Тут перед мосье Лабро забрезжила надежда. Надежда и одновременно тревога. Надежда отделаться деньгами. В конце концов, почему же нет? Даже на суде слова «под страхом смерти» не всегда означают, что осужденного казнят. Есть каторга, тюрьма, денежное возмещение.
Почему бы не денежное возмещение? Но только он не решится назвать цифру, боясь, как бы у того не разыгрался аппетит.
— Я живу в достатке... »
— У тебя рента, а? Какое приданое ты дал за дочерью Ивонной?
— Маленький дом в Гиере.
— У тебя есть еще... дома?
— Еще два... Они невелики.
— Ты скуп?
— Не знаю.
— Ну, да это неважно. Ведь это ничего не меняет.
Что он хочет этим сказать? Что не желает брать деньги? Что он держится за свою невероятную угрозу: «под страхом смерти»?
— Пойми, Оскар, если я что решил, то уж никогда не меняю. Дал слово, и все! Но я не тороплюсь...
Нет, ему это не снилось. Он сидел в знакомом кафе. Мосье Лабро видел кафе смутно, но оно было на месте. Голоса, которые раздавались вокруг, на террасе и внутри, были голосами его друзей.

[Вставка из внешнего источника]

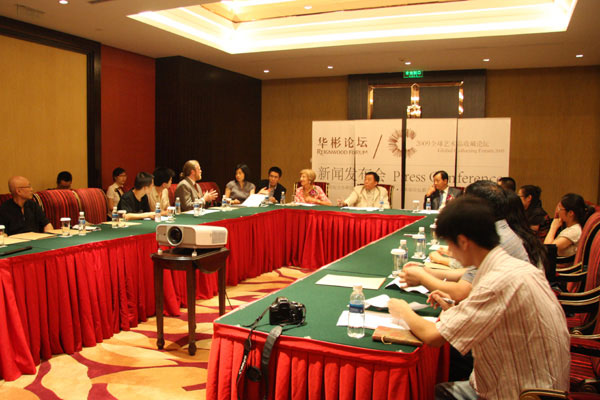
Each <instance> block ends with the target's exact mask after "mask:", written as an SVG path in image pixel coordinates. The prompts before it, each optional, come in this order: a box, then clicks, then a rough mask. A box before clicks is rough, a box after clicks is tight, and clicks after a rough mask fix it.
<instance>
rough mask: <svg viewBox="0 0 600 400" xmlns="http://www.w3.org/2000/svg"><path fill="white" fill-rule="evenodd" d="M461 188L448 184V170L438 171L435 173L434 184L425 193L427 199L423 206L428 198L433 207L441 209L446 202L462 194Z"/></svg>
mask: <svg viewBox="0 0 600 400" xmlns="http://www.w3.org/2000/svg"><path fill="white" fill-rule="evenodd" d="M461 193H462V192H461V190H460V189H457V188H453V187H450V186H448V173H447V172H446V171H437V172H436V173H435V174H434V175H433V185H431V187H430V188H429V190H428V191H427V194H425V200H424V201H423V208H425V205H426V204H427V198H428V197H429V198H430V199H431V209H432V210H439V209H440V208H443V207H444V206H445V205H446V203H447V202H448V201H450V200H452V199H455V198H457V197H458V196H460V195H461Z"/></svg>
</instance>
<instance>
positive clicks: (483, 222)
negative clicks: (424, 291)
mask: <svg viewBox="0 0 600 400" xmlns="http://www.w3.org/2000/svg"><path fill="white" fill-rule="evenodd" d="M436 232H437V235H438V236H439V237H440V238H442V239H444V240H446V241H447V242H448V245H449V248H450V250H451V251H452V254H453V255H454V256H455V257H456V258H457V259H458V260H459V261H460V262H461V263H462V264H463V265H474V266H475V267H476V268H477V270H478V272H477V275H476V277H475V280H474V281H473V290H472V291H471V293H470V295H469V297H467V298H466V299H465V300H464V301H462V302H461V303H460V304H459V305H458V306H455V307H452V306H450V304H449V303H447V302H446V301H445V300H444V298H448V297H449V295H448V294H447V293H444V292H442V291H434V292H432V293H431V295H430V296H429V300H428V301H429V302H430V303H432V305H436V306H437V305H439V306H441V307H442V309H444V311H443V312H442V313H441V314H440V319H439V321H438V322H435V323H434V322H430V321H427V320H425V319H423V318H422V317H420V316H419V315H417V314H416V313H415V312H414V311H412V310H411V308H410V306H409V305H408V304H407V303H406V301H404V300H399V299H391V300H390V301H389V303H388V308H389V310H390V313H391V314H392V316H393V317H395V318H399V319H402V320H404V321H405V322H406V323H407V325H408V326H409V328H410V330H411V331H412V332H413V333H414V334H415V335H416V336H417V337H418V338H420V339H421V340H423V341H424V342H425V343H427V344H429V345H434V346H441V345H443V344H444V343H445V342H446V341H447V342H449V343H450V344H451V345H452V346H453V347H455V348H456V349H457V350H458V351H460V352H461V353H462V354H466V353H467V352H469V351H472V353H473V359H474V367H473V373H472V374H471V378H470V382H469V381H460V382H448V383H441V384H438V385H437V386H436V399H454V398H457V399H477V398H484V399H517V398H519V393H520V392H521V391H522V390H523V389H526V388H541V389H555V390H565V391H566V390H568V389H569V364H570V359H569V358H570V354H569V346H570V339H569V332H568V330H567V323H566V320H565V314H564V312H563V310H562V308H561V306H560V304H559V303H558V301H557V300H556V296H555V295H554V293H552V290H551V289H550V286H549V285H548V281H546V277H545V276H544V272H543V271H541V270H539V269H537V268H536V267H534V266H533V265H531V264H530V263H527V262H524V261H522V260H518V259H516V258H514V257H511V256H510V255H508V254H507V253H506V252H505V251H504V250H503V249H502V248H501V247H499V246H498V243H499V237H498V234H497V233H496V229H495V226H494V216H493V214H492V211H491V210H490V209H489V207H488V206H487V205H486V204H485V203H484V202H483V201H482V200H481V199H477V198H474V197H471V196H465V197H463V198H460V199H457V200H456V201H453V202H452V203H449V204H448V205H447V206H446V207H445V208H444V210H443V211H442V212H441V213H440V216H439V218H438V222H437V229H436Z"/></svg>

Виаль, босой, с неводом на спине, проходя мимо, бросил ему:
— Лодка в порядке, мосье Лабро.
И он бессознательно ответил:
— Спасибо, Виаль!
Никто, ни один человек не подозревал, что он приговорен к смерти. На суде, по крайней мере, есть средства защиты. Там адвокаты, репортеры, осведомляющие общественное мнение. Самый отъявленный негодяй иной раз может внушить сочувствие или жалость.

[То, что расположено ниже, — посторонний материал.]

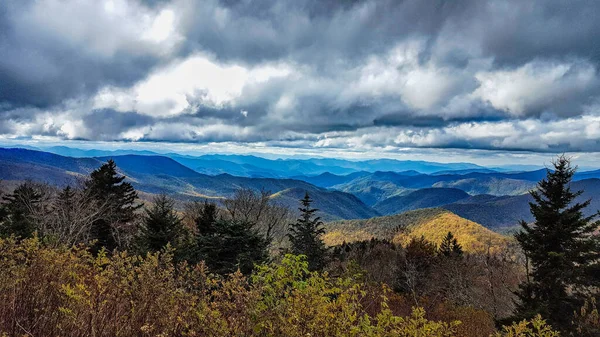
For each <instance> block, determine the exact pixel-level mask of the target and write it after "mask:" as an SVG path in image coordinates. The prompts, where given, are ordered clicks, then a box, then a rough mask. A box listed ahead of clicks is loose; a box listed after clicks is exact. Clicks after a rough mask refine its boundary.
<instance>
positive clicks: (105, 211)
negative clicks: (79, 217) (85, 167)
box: [85, 159, 142, 251]
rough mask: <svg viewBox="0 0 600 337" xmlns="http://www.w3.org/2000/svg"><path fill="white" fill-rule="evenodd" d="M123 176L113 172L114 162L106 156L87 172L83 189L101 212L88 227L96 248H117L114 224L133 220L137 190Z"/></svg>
mask: <svg viewBox="0 0 600 337" xmlns="http://www.w3.org/2000/svg"><path fill="white" fill-rule="evenodd" d="M123 180H125V176H121V175H119V174H118V173H117V165H116V164H115V162H114V161H113V160H112V159H110V160H108V162H106V163H105V164H103V165H102V166H100V168H98V169H96V170H95V171H93V172H92V173H91V174H90V180H88V181H87V182H86V186H85V187H86V191H87V192H88V193H90V195H92V196H93V197H94V198H95V199H96V200H97V201H98V203H99V204H100V205H102V206H103V209H105V211H104V212H103V215H102V218H101V219H99V220H98V221H95V222H94V224H93V226H92V238H93V239H95V240H97V244H96V249H99V248H102V247H104V248H106V249H107V250H109V251H112V250H114V249H116V248H117V247H118V244H119V242H118V241H117V240H116V236H118V233H117V229H116V228H117V227H119V225H123V224H127V223H130V222H131V221H132V220H134V219H135V212H136V210H138V209H139V208H140V207H141V206H142V205H137V204H136V203H135V201H136V200H137V197H138V196H137V192H136V191H135V189H134V188H133V186H132V185H131V184H130V183H128V182H125V181H123Z"/></svg>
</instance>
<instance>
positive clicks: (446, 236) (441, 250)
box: [439, 232, 463, 257]
mask: <svg viewBox="0 0 600 337" xmlns="http://www.w3.org/2000/svg"><path fill="white" fill-rule="evenodd" d="M439 254H440V255H442V256H446V257H462V255H463V249H462V246H461V245H460V244H459V243H458V240H456V238H455V237H454V235H453V234H452V232H448V234H447V235H446V236H445V237H444V239H443V240H442V243H441V244H440V248H439Z"/></svg>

— В общем это будет зависеть главным образом от твоего острова, понятно?
Нет, он не понимал. И он снова увидел, как наклонилась бутылка и наполнился его стакан. Взгляд, которому нельзя было противиться, принудил его поднести вино к губам и пить.
— Того же самого, Жожо!
Он внутренне протестовал: пять бутылок, это невозможно. Он никогда не выпивал столько за неделю. Кроме того, желудок у него был склонен к неполадкам, особенно после Африки.